持続可能な開発目標「SDGs(エスディージーズ)」を学べるニッポン放送の特別番組『SDGs MAGAZINE』。2021年1月8日に放送された第10回はSDGsのゴール3「すべての人に健康と福祉を」とゴール8「働きがいも経済成長も」がテーマとなった。番組の後半では、ヤンセンファーマ株式会社の岸和田直美さんをゲストに招き、女優の剛力彩芽さんと明治大学経済学部准教授で経済学者の飯田泰之氏が、それぞれの問題に大きく関わる「ワークシックバランス」という考え方について聞いた。

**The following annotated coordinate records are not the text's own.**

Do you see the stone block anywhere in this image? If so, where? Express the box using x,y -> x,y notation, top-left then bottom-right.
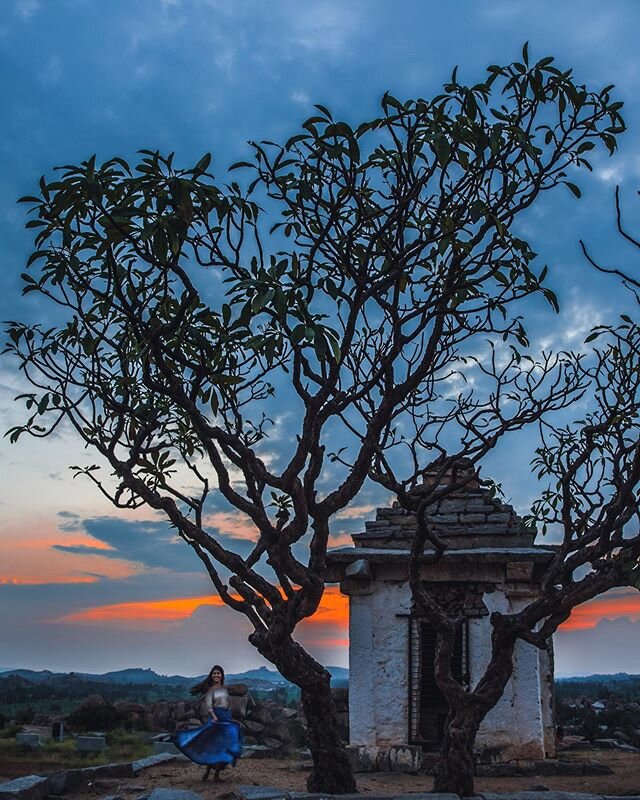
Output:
431,514 -> 460,526
584,761 -> 613,775
152,741 -> 180,756
478,790 -> 608,800
76,736 -> 107,753
487,512 -> 513,525
0,775 -> 50,800
460,513 -> 487,525
389,744 -> 422,773
148,786 -> 202,800
346,744 -> 380,772
507,561 -> 533,583
16,731 -> 42,747
131,742 -> 180,775
235,786 -> 291,800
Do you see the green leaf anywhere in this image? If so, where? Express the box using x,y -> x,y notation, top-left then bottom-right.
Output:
563,181 -> 582,199
194,153 -> 211,175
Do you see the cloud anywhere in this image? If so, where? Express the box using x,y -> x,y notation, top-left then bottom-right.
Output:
562,589 -> 640,631
554,617 -> 640,676
39,55 -> 64,88
289,0 -> 363,55
15,0 -> 40,19
53,517 -> 206,572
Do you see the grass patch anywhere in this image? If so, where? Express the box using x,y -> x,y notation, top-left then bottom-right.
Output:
0,730 -> 153,777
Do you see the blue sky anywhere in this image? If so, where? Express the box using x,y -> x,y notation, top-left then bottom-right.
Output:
0,0 -> 640,674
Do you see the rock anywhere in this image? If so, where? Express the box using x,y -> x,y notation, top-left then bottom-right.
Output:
241,744 -> 278,758
477,790 -> 608,800
16,731 -> 42,747
76,736 -> 107,753
0,775 -> 50,800
113,700 -> 147,714
148,787 -> 202,800
389,744 -> 422,774
262,736 -> 284,750
582,761 -> 613,775
78,694 -> 107,708
131,748 -> 178,772
345,745 -> 386,772
49,762 -> 133,794
242,719 -> 266,733
153,741 -> 180,756
235,786 -> 291,800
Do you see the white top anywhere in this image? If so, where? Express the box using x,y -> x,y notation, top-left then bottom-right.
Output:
204,686 -> 229,714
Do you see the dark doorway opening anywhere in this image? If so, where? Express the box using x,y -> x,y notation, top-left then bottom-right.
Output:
409,619 -> 468,749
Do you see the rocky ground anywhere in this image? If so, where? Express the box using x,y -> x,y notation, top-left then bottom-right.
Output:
47,750 -> 640,800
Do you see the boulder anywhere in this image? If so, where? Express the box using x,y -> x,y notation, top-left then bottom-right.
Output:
0,775 -> 49,800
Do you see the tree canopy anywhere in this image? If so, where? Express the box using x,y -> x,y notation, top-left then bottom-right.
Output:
8,51 -> 624,791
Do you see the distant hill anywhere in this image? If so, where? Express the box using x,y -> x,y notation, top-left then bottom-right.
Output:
0,667 -> 349,688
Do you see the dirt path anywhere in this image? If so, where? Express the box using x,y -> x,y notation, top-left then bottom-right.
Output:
53,751 -> 640,800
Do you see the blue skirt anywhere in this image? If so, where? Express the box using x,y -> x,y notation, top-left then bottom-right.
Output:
173,708 -> 242,766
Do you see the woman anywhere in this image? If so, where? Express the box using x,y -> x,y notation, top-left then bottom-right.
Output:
173,664 -> 242,781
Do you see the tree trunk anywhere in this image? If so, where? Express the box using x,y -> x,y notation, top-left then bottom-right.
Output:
433,709 -> 478,797
249,631 -> 358,794
300,673 -> 358,794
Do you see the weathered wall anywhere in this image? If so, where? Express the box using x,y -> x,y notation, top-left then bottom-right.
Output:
349,581 -> 411,747
349,575 -> 555,761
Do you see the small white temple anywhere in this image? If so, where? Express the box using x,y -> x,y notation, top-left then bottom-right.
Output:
328,466 -> 556,763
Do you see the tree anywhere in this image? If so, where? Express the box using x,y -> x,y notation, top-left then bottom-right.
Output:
376,308 -> 640,796
7,51 -> 624,792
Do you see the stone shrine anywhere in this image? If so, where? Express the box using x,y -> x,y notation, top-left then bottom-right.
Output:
328,466 -> 556,763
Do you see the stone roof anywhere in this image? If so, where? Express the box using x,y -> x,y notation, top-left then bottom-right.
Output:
352,460 -> 535,549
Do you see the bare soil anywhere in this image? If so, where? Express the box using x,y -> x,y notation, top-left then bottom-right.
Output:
3,750 -> 640,800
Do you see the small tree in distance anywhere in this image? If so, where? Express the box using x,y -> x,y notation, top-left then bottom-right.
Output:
2,46 -> 624,792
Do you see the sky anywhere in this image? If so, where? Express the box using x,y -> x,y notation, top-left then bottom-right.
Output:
0,0 -> 640,675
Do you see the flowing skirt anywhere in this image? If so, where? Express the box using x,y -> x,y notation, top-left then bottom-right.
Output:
173,708 -> 242,766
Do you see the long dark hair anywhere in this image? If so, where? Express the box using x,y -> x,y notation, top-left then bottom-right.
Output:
191,664 -> 224,694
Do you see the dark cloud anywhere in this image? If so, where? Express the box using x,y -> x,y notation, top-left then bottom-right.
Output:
52,512 -> 253,572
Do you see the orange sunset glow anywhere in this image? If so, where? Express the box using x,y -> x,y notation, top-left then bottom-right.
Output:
560,590 -> 640,631
56,586 -> 348,628
56,578 -> 640,646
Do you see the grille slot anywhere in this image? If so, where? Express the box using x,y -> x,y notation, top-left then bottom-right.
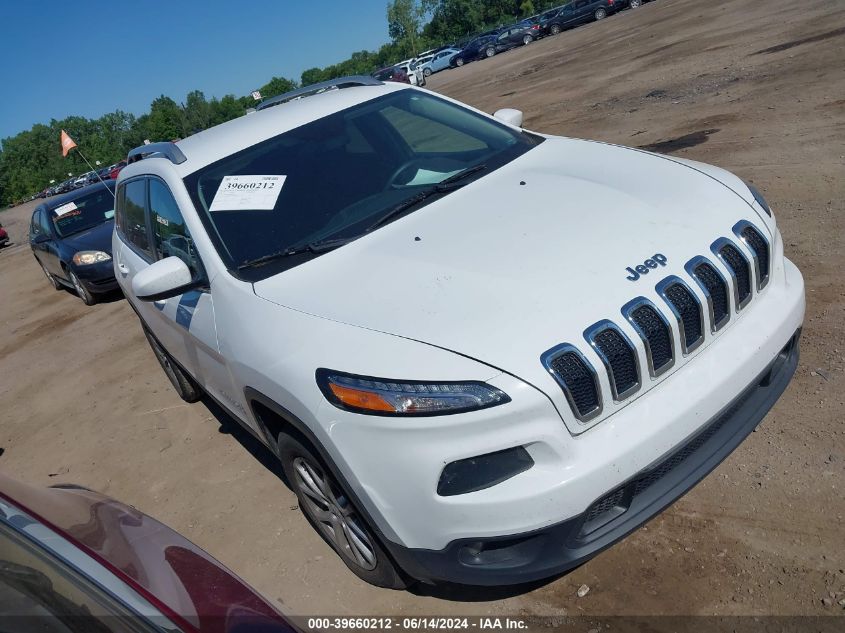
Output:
584,321 -> 640,401
711,238 -> 751,312
734,222 -> 771,291
542,345 -> 602,422
689,257 -> 731,332
657,277 -> 704,354
584,488 -> 625,523
622,297 -> 675,377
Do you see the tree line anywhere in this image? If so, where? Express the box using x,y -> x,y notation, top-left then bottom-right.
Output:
0,0 -> 565,204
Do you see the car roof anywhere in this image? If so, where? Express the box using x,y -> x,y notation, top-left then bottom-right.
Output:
40,180 -> 114,211
126,82 -> 413,181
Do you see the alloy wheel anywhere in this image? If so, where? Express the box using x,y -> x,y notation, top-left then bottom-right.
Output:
293,457 -> 378,571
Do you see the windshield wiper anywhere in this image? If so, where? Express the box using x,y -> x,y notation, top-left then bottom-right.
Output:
238,235 -> 360,270
364,163 -> 487,233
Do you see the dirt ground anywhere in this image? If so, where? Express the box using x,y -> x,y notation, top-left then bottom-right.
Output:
0,0 -> 845,615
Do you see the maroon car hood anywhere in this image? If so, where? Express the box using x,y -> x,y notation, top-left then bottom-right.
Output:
0,473 -> 295,633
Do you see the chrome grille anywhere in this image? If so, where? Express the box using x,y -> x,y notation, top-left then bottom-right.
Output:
584,321 -> 640,401
657,277 -> 704,354
541,221 -> 772,424
541,344 -> 602,422
733,221 -> 771,292
622,297 -> 675,378
710,237 -> 751,312
687,257 -> 731,332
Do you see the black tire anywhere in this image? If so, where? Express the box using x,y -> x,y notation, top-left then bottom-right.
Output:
67,269 -> 97,306
144,327 -> 202,402
276,433 -> 408,589
36,259 -> 62,290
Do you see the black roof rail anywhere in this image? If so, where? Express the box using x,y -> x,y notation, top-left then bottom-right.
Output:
255,75 -> 384,110
126,141 -> 188,165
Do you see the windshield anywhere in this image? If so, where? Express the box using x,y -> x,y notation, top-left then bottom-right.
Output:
185,90 -> 539,278
51,188 -> 114,237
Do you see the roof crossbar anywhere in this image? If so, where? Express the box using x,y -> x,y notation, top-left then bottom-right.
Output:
126,141 -> 188,165
255,75 -> 384,110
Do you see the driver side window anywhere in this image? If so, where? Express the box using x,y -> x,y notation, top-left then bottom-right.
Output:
150,178 -> 203,279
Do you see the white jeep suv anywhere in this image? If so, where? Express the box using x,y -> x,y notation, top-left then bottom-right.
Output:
113,77 -> 804,587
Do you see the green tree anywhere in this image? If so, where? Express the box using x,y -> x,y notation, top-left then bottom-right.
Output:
519,0 -> 537,18
182,90 -> 211,134
146,95 -> 188,142
387,0 -> 425,56
258,77 -> 296,99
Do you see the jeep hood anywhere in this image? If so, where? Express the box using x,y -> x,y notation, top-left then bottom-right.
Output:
255,138 -> 768,407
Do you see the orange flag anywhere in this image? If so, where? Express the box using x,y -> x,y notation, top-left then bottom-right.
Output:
62,130 -> 76,157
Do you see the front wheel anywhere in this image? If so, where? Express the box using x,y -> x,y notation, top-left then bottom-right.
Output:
276,433 -> 407,589
68,270 -> 97,306
38,262 -> 62,290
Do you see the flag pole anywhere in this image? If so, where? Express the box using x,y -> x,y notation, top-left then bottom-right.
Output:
72,145 -> 117,202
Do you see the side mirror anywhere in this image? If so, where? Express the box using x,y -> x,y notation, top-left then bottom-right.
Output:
493,108 -> 523,127
132,257 -> 199,301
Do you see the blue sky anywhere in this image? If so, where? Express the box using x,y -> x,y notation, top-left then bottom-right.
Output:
0,0 -> 389,139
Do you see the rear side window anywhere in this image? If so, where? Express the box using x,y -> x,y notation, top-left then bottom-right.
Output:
119,178 -> 153,259
150,179 -> 201,279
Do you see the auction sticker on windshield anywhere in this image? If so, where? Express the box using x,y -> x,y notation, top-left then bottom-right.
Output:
208,176 -> 287,211
53,202 -> 77,218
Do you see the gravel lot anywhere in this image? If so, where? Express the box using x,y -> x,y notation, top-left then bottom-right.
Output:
0,0 -> 845,622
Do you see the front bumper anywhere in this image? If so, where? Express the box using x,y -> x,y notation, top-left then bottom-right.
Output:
385,329 -> 800,585
73,260 -> 118,294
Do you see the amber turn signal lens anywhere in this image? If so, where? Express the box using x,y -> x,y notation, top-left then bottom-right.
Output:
329,382 -> 396,413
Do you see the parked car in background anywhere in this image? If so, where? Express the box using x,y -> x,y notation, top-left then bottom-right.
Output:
372,66 -> 411,84
113,77 -> 804,587
419,47 -> 461,77
539,0 -> 625,35
0,474 -> 295,633
449,34 -> 496,68
29,181 -> 117,305
396,62 -> 425,86
496,23 -> 542,46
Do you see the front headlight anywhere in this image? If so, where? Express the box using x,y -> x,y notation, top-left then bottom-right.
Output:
745,182 -> 772,217
73,251 -> 111,266
317,369 -> 511,416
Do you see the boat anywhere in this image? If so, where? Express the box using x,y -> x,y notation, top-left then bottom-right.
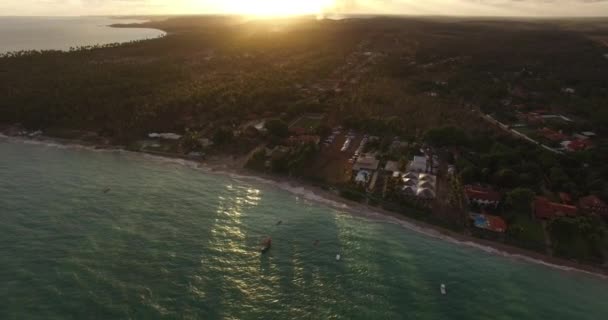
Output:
260,238 -> 272,254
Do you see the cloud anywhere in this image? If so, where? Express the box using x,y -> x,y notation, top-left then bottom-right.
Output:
335,0 -> 608,16
0,0 -> 608,16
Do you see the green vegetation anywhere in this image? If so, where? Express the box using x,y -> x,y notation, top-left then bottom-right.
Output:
265,119 -> 289,138
549,216 -> 607,263
505,214 -> 545,253
507,188 -> 536,215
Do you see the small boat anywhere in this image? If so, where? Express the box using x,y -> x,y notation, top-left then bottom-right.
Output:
260,238 -> 272,254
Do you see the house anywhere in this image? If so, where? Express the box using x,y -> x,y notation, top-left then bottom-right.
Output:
403,178 -> 418,187
533,197 -> 578,219
581,131 -> 596,139
559,192 -> 572,204
562,140 -> 593,152
285,135 -> 321,146
471,213 -> 507,233
355,170 -> 371,185
384,161 -> 399,172
464,185 -> 502,207
403,172 -> 418,179
402,186 -> 418,197
353,154 -> 380,172
418,173 -> 437,184
416,188 -> 435,199
418,181 -> 435,189
408,156 -> 428,172
578,196 -> 608,216
148,132 -> 182,140
538,127 -> 568,142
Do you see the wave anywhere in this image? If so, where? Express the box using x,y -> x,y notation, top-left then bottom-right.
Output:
0,134 -> 608,279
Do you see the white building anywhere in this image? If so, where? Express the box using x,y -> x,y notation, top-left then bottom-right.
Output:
353,154 -> 380,172
408,156 -> 428,172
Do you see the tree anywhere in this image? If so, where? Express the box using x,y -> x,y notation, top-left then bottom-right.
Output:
460,166 -> 479,184
264,119 -> 289,138
507,188 -> 536,215
494,169 -> 518,188
213,128 -> 234,145
425,126 -> 469,147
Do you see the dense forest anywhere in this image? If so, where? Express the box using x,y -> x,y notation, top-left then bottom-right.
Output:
0,17 -> 608,139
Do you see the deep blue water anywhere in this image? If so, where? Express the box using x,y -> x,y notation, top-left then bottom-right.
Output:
0,17 -> 165,53
0,138 -> 608,319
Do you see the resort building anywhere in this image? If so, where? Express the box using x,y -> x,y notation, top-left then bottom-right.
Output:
471,213 -> 507,233
578,196 -> 608,216
401,172 -> 437,199
407,156 -> 428,172
353,154 -> 380,172
533,197 -> 578,219
464,185 -> 502,207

「ワークシックバランス」という言葉を聞いたことがあるだろうか。「仕事と生活の調和」を表す「ワークライフバランス」は一般的なワードになっているが、こちらは「仕事と病の両立」を示す言葉だという。その啓発を行うのが世界最大のトータルヘルスケアカンパニー、ジョンソン・エンド・ジョンソングループの医薬品部門であるヤンセンファーマ。今回は同社でコミュニケーション&パブリックアフェアーズ部セラピューティックエリア・コミュニケーションリーダーを務める岸和田さんに話を聞き、その取り組みを掘り下げた。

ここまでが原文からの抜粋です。